Elles font réagir les enseignants. Les enseignants spécialisés d'abord : les revues qui leur sont destinées s'en font l'écho, mais on constate sur le terrain qu'elles suscitent des craintes. Elles peuvent être assimilées à d'autres " nouveautés " auxquelles ils sont régulièrement confrontés, qui ne durent pourtant qu'un temps : que faut-il cette fois-ci penser ? Paradoxalement, ces intérêts, interrogations, enjeux n'avaient pas conduit à développer des recherches concernant l'impact des pratiques à visée philosophique dans des classes spécialisées2 .

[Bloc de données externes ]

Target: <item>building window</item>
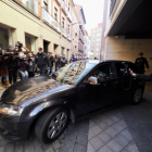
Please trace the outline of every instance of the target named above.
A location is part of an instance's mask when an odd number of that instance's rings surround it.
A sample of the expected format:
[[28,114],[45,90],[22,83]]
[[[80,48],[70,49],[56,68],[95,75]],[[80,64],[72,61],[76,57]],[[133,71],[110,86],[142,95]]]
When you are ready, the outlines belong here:
[[68,12],[71,11],[71,4],[69,4],[69,2],[68,2]]
[[58,9],[54,8],[54,20],[58,21]]
[[62,17],[62,27],[64,28],[65,18]]
[[48,11],[48,0],[43,0],[43,8]]
[[69,24],[67,25],[67,33],[69,34]]
[[5,50],[9,45],[13,46],[12,30],[0,27],[0,48]]
[[25,46],[29,51],[36,52],[36,38],[25,35]]

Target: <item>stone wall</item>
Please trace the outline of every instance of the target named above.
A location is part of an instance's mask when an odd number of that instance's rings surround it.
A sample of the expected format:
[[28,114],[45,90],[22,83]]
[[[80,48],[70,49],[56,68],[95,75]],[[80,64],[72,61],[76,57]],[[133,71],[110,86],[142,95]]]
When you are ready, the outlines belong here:
[[105,60],[124,60],[135,62],[139,52],[143,52],[150,65],[150,73],[152,73],[152,39],[125,39],[124,36],[119,38],[105,38]]

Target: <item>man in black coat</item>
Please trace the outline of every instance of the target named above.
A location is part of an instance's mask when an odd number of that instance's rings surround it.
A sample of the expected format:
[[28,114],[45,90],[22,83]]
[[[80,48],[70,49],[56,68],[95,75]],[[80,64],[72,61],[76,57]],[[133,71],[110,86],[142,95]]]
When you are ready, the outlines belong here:
[[152,73],[150,75],[144,75],[144,74],[135,74],[131,69],[129,69],[129,71],[130,71],[131,76],[134,76],[138,79],[145,80],[145,81],[152,80]]
[[35,56],[34,67],[35,65],[37,65],[37,67],[40,68],[41,71],[41,75],[45,75],[46,67],[47,66],[51,67],[51,63],[48,55],[43,52],[42,48],[39,48],[38,50],[39,52]]
[[50,67],[50,74],[51,74],[51,73],[52,73],[52,69],[53,69],[53,63],[55,62],[52,52],[49,53],[49,60],[50,60],[50,62],[51,62],[51,67]]
[[147,66],[147,72],[149,72],[149,63],[145,58],[143,58],[143,53],[139,53],[139,58],[135,62],[136,66],[144,74],[144,65]]
[[17,79],[17,52],[14,50],[13,46],[9,45],[8,52],[11,53],[10,64],[9,64],[9,80],[10,84],[16,83]]
[[62,58],[62,67],[65,66],[65,64],[67,64],[67,60],[65,58],[65,54],[63,54],[63,58]]

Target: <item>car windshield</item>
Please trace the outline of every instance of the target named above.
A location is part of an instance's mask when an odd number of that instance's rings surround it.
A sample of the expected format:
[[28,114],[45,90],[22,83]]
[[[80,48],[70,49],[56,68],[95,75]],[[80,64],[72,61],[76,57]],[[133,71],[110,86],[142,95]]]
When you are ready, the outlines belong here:
[[74,62],[54,72],[52,78],[63,84],[74,85],[85,68],[85,62]]

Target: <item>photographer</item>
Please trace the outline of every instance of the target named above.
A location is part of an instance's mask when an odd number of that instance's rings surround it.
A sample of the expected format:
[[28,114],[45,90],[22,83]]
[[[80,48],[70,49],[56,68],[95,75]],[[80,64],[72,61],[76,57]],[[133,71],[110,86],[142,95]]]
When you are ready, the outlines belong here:
[[49,60],[51,62],[51,67],[50,67],[50,74],[51,74],[52,73],[52,69],[53,69],[53,63],[55,62],[52,52],[49,53]]
[[39,48],[38,50],[39,52],[35,56],[34,67],[35,65],[37,65],[37,67],[40,68],[41,71],[41,75],[45,75],[46,67],[47,66],[51,67],[51,63],[49,61],[48,55],[43,52],[42,48]]
[[20,53],[20,60],[17,62],[17,66],[22,79],[28,78],[28,73],[27,73],[28,65],[29,63],[28,63],[28,59],[26,59],[26,55]]
[[145,81],[151,81],[152,80],[152,73],[150,75],[144,75],[144,74],[135,74],[131,69],[129,69],[131,76],[141,79],[141,80],[145,80]]
[[10,53],[10,65],[9,65],[9,79],[10,84],[16,83],[16,77],[17,77],[17,52],[13,49],[13,46],[9,45],[8,49]]
[[28,54],[30,51],[23,46],[22,42],[17,41],[16,46],[18,47],[18,52],[23,52],[24,54]]
[[31,53],[28,53],[27,59],[28,59],[28,63],[29,63],[28,77],[34,77],[35,76],[35,67],[34,67],[35,59],[34,59],[34,55]]
[[75,61],[76,61],[76,59],[75,59],[74,54],[72,54],[72,58],[69,60],[69,63],[75,62]]
[[4,50],[0,50],[0,53],[2,53],[2,56],[0,56],[0,90],[3,89],[2,87],[2,77],[5,77],[5,87],[10,87],[9,81],[9,59],[8,56],[4,56]]
[[62,60],[61,60],[60,54],[56,55],[55,58],[55,67],[56,67],[56,71],[59,71],[62,67]]

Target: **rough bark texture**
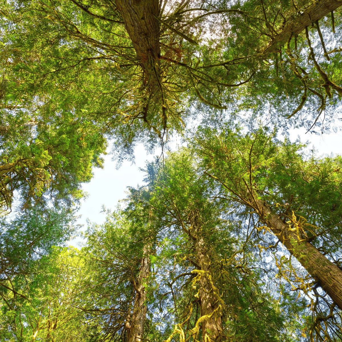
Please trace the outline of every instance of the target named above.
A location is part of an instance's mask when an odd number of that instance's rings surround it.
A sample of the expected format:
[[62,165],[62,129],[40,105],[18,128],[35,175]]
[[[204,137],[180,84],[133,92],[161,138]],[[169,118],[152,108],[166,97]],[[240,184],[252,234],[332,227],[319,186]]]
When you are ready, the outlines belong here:
[[273,38],[272,41],[263,51],[264,54],[273,52],[279,45],[287,42],[292,35],[299,34],[305,28],[330,14],[342,5],[342,1],[318,0],[303,13],[285,24],[281,31]]
[[201,267],[201,270],[205,273],[199,280],[201,316],[209,316],[202,324],[202,340],[203,341],[205,340],[206,334],[211,340],[218,341],[221,339],[223,328],[220,315],[218,316],[213,314],[214,311],[217,308],[218,304],[213,293],[213,284],[211,283],[212,277],[211,274],[210,258],[205,242],[201,236],[200,227],[197,222],[197,220],[195,217],[193,217],[192,221],[192,230],[194,234],[195,234],[194,236],[196,237],[194,247],[197,262]]
[[135,297],[132,319],[129,323],[127,342],[141,342],[144,335],[144,327],[146,317],[146,291],[144,284],[150,273],[150,262],[147,248],[144,248],[139,274],[134,281]]
[[116,0],[118,10],[134,47],[144,76],[153,89],[160,81],[159,0]]
[[251,206],[263,223],[342,310],[342,271],[310,242],[300,241],[296,233],[266,204],[260,200],[255,202],[251,200]]

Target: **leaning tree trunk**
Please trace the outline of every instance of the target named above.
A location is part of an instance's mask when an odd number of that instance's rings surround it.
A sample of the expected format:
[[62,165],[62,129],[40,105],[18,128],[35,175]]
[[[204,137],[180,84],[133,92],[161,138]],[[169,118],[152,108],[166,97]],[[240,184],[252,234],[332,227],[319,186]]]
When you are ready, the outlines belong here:
[[160,79],[159,0],[116,0],[116,3],[144,73],[143,86],[153,90]]
[[144,247],[137,277],[133,279],[135,298],[132,319],[128,322],[127,342],[141,342],[144,335],[146,312],[146,291],[144,284],[150,274],[150,262],[148,249]]
[[337,0],[315,1],[302,13],[289,21],[280,32],[272,37],[268,45],[262,52],[263,56],[265,58],[268,54],[278,48],[279,46],[286,44],[292,35],[297,35],[305,27],[330,14],[341,6],[342,2]]
[[[219,341],[221,339],[223,327],[221,318],[222,308],[219,307],[218,290],[212,281],[211,273],[211,262],[208,250],[202,236],[201,227],[196,215],[190,218],[191,231],[196,237],[194,248],[197,263],[202,273],[199,278],[199,299],[200,301],[201,316],[207,317],[202,323],[202,339],[207,341],[207,335],[210,340]],[[216,294],[216,296],[215,296]]]
[[250,198],[248,201],[263,222],[342,310],[342,271],[309,242],[301,241],[296,232],[265,203],[256,198]]

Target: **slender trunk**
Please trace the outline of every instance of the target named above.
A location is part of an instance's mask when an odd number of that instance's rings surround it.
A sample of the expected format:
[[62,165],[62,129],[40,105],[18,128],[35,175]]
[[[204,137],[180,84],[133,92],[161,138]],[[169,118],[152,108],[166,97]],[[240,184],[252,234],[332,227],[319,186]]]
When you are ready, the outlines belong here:
[[132,319],[129,322],[127,342],[141,342],[144,335],[144,327],[147,306],[144,284],[150,274],[150,262],[148,249],[144,247],[138,276],[133,279],[135,290]]
[[273,52],[279,45],[287,42],[292,35],[297,35],[305,27],[329,15],[342,5],[342,2],[337,0],[320,0],[305,10],[301,14],[286,24],[278,34],[273,37],[268,46],[262,51],[265,55]]
[[262,222],[342,310],[342,271],[310,242],[300,241],[297,233],[267,205],[258,199],[250,199],[249,202]]
[[219,307],[220,303],[216,298],[219,295],[218,290],[213,283],[210,258],[205,241],[201,235],[200,227],[195,215],[191,221],[192,230],[194,236],[196,237],[194,247],[197,262],[203,272],[199,282],[201,316],[208,317],[202,323],[202,339],[203,341],[207,341],[206,335],[209,338],[209,340],[219,341],[222,336],[223,327],[221,310]]
[[160,81],[159,0],[116,0],[118,10],[144,72],[143,84],[153,90]]

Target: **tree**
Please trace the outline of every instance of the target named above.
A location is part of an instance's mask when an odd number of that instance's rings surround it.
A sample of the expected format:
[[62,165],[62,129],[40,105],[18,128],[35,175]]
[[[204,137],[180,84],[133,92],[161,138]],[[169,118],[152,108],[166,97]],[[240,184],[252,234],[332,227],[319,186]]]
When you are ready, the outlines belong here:
[[[13,280],[25,295],[19,292],[2,295],[2,338],[11,342],[91,341],[96,328],[77,307],[82,280],[87,276],[79,253],[54,247],[33,263],[25,278],[18,274]],[[90,299],[83,296],[82,300],[86,299]]]
[[3,107],[23,105],[23,97],[30,104],[59,102],[95,120],[127,151],[146,142],[146,131],[153,141],[181,130],[197,100],[263,114],[270,107],[277,119],[282,113],[298,120],[301,111],[307,120],[300,123],[312,128],[322,113],[328,119],[328,105],[333,110],[342,93],[334,71],[340,50],[328,51],[325,43],[338,41],[338,16],[322,20],[338,15],[340,6],[328,0],[8,3]]
[[227,125],[199,133],[194,148],[205,174],[218,182],[218,196],[256,214],[262,225],[254,223],[254,234],[263,229],[276,237],[271,245],[260,245],[262,250],[280,242],[297,258],[313,278],[298,282],[298,288],[317,296],[313,308],[323,298],[331,312],[341,310],[340,156],[306,157],[300,145],[281,143],[261,129],[245,135]]
[[92,167],[102,166],[103,136],[92,123],[70,113],[53,113],[48,121],[39,112],[4,114],[0,119],[1,212],[11,210],[15,193],[21,209],[42,207],[49,199],[56,206],[71,205],[81,197],[80,183],[91,178]]
[[158,297],[161,311],[168,308],[165,324],[175,326],[167,340],[178,335],[181,340],[286,340],[281,332],[293,323],[286,324],[263,291],[239,224],[228,219],[231,208],[212,196],[214,184],[203,179],[191,150],[169,155],[156,170],[146,204],[164,237],[155,262],[163,275]]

Sans penser qu'un enseignement philosophique devrait nécessairement se justifier en référence à des progrès scolaires qui lui seraient externes3, reste que le souci de cohérence scolaire, en particulier pour des élèves dont le cadre intellectuel est souvent fragile, ne peut pas être négligé. C'est ce qui a motivé l'équipe à placer l'étude dans l'axe des apprentissages scolaires. Cela a conduit l'équipe à poser la question : les pratiques "à visée philosophique" en A.I.S. facilitent-elles l'acquisition de compétences transversales et disciplinaires ?

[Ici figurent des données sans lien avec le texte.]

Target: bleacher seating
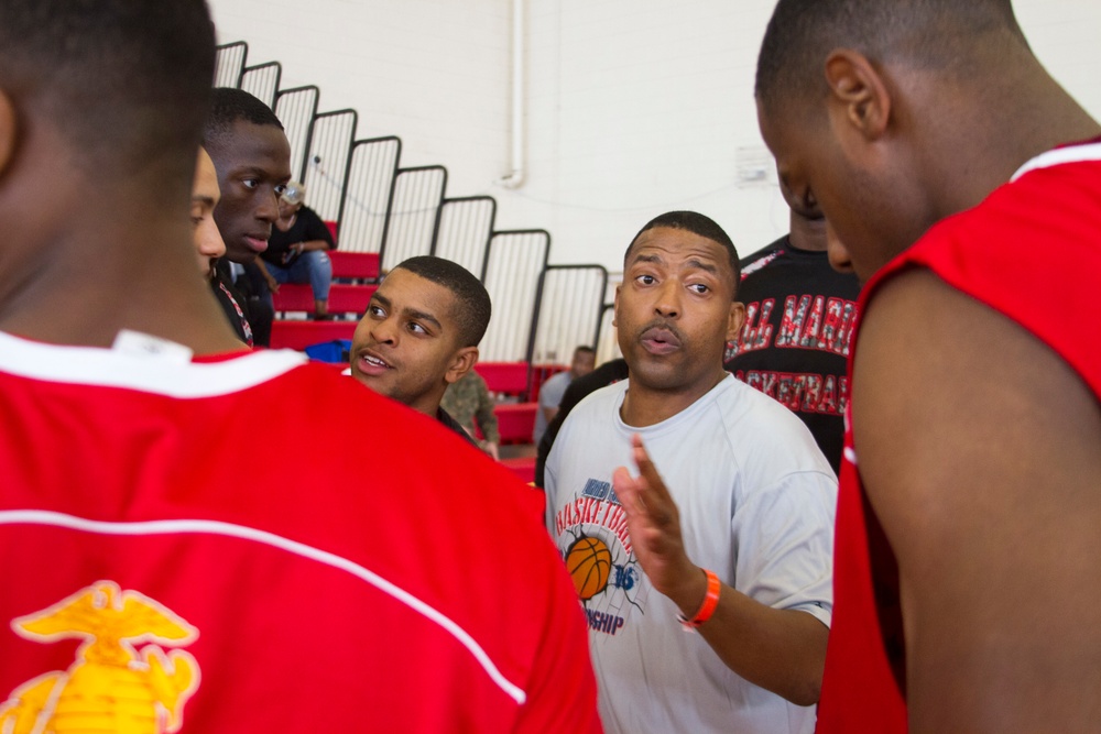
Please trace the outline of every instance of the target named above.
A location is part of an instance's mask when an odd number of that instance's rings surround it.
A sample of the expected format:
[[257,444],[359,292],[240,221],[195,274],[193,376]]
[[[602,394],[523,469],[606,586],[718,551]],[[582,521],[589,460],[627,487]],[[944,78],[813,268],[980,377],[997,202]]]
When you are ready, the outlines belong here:
[[333,261],[334,281],[374,283],[379,280],[378,252],[345,252],[344,250],[333,250],[329,252],[329,260]]
[[[282,89],[277,62],[248,62],[244,42],[219,46],[217,85],[251,91],[276,112],[291,144],[293,175],[307,185],[310,208],[339,243],[329,253],[329,311],[336,320],[304,318],[314,310],[309,286],[284,285],[273,296],[277,318],[271,347],[305,350],[350,340],[383,265],[423,254],[454,260],[482,280],[493,300],[494,316],[481,344],[488,361],[476,369],[501,401],[502,443],[523,451],[522,445],[531,442],[539,385],[562,369],[533,369],[532,362],[598,341],[607,273],[600,266],[549,265],[549,232],[498,230],[492,197],[451,196],[444,166],[403,165],[401,139],[357,139],[355,110],[319,112],[316,86]],[[502,463],[532,480],[534,459]]]
[[[329,287],[329,313],[361,315],[378,288],[377,285],[334,283]],[[314,310],[314,294],[305,284],[281,285],[279,293],[272,295],[272,300],[276,313]]]

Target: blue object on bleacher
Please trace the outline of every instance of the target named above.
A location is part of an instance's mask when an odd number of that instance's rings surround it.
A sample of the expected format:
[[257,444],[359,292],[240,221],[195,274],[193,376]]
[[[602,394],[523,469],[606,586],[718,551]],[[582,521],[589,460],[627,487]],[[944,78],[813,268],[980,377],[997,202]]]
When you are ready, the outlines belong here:
[[306,357],[319,362],[347,362],[351,353],[351,339],[333,339],[306,347]]

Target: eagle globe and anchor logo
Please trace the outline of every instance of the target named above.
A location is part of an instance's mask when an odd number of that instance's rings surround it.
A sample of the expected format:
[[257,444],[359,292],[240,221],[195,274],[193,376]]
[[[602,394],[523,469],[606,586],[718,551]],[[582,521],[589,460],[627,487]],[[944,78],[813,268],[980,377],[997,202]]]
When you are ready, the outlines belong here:
[[68,669],[12,691],[0,704],[0,732],[172,734],[183,725],[199,667],[190,654],[162,646],[189,645],[198,631],[159,602],[97,581],[11,626],[39,643],[85,642]]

CONDITIONS INITIALES DE L'ÉTUDE
Il nous a semblé nécessaire de placer l'étude dans les conditions où la question de l'enseignement philosophique trouverait tout son sens et son urgence : les classes d'adolescents proche de la limite légale de scolarisation de seize ans, qui n'accéderont pas à l'enseignement terminal. Le secteur de l'Adaptation et de l'Intégration Scolaires (A.I.S.) accueille des élèves aux caractéristiques multiples. Rien de particulier ne motiverait cette étude dans des classes d'adolescents handicapés physiques ; alors qu'on la comprend mieux pour des adolescents caractérisés institutionnellement par leurs grandes difficultés scolaires (on les trouvera en Section d'Enseignement Général et Professionnel Adapté [S.E.G.P.A.]), ou pour ceux dont la difficulté scolaire n'est qu'un symptôme d'une pathologie relevant du handicap mental (ils sont présents dans les Instituts Médico-Educatifs [I.M.E.]). Nous ne nous intéresserons dans cet article qu'à cette seconde catégorie.

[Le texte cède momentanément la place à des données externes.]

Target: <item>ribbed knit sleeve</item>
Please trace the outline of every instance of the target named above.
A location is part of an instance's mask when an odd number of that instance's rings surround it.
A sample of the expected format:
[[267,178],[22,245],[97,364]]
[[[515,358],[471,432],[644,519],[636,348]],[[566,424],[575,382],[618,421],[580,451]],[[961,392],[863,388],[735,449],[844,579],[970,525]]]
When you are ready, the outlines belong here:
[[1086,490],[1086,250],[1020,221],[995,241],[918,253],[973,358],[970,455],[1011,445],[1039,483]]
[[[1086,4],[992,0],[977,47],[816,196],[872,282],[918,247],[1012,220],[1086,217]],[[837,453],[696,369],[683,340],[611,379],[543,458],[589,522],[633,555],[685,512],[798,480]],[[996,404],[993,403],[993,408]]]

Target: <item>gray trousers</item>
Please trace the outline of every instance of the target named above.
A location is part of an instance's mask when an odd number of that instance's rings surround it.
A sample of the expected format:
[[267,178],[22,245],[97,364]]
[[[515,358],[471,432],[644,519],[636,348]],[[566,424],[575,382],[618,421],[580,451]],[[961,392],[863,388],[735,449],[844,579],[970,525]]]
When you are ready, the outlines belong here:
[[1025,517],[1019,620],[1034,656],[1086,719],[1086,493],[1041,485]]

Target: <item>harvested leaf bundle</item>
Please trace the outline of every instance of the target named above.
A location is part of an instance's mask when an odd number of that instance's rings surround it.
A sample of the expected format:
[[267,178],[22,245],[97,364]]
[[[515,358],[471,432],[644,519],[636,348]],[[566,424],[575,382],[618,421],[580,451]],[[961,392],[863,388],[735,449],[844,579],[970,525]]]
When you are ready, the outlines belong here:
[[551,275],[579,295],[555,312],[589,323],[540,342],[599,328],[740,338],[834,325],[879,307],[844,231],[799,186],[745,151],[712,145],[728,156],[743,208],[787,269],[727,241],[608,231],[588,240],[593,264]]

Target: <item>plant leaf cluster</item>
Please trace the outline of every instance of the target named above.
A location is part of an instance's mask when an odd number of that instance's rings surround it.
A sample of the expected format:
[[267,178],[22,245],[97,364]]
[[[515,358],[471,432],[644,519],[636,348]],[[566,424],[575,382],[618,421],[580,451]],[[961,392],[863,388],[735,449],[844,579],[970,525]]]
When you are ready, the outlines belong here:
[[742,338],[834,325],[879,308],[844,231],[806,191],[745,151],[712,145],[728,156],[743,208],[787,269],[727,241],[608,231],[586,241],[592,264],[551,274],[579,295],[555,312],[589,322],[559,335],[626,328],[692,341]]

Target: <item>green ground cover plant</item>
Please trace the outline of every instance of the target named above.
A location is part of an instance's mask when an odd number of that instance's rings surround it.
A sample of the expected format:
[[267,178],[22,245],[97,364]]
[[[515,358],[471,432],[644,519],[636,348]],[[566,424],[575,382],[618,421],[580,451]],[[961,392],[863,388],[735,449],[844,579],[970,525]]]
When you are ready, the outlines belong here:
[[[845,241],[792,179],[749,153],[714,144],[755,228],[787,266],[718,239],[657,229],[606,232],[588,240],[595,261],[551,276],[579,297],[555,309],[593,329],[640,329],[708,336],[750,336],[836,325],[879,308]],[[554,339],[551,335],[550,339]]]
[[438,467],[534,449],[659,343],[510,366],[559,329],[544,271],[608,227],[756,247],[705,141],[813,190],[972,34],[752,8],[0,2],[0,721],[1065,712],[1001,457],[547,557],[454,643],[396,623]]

En SEGPA, l'objectif de l'étude, cherchant à évaluer une "facilitation" des apprentissages, pouvait s'enrichir, vu le nombre d'enseignants prêts à participer à l'étude, d'une analyse plus précise, selon les catégories d'enseignants, leur niveau de formation (CAPSAIS ou non), leur ancienneté, selon plusieurs disciplines
En établissement spécialisé, par contre, seuls trois candidats travaillaient dans des établissements semblables, en IME, permettant de comparer d'éventuelles analyses de résultats ont été retenus4. La nature du travail en IME, davantage centré sur l'élève que sur les disciplines référencés au CAP, a conduit à sélectionner un travail concernant les compétences du français.
Chacun des enseignants s'est engagé à tenter au moins dix moments de pratiques "à visée philosophique" dans sa classe en tentant d'approcher un rythme moyen d'une fois par semaine. Pour chacune de ces pratiques, il devait préciser les supports utilisés, les conditions de travail, les éléments travaillés en référence aux objectifs-noyaux de l'acte philosophique (problématiser conceptualiser, argumenter)5.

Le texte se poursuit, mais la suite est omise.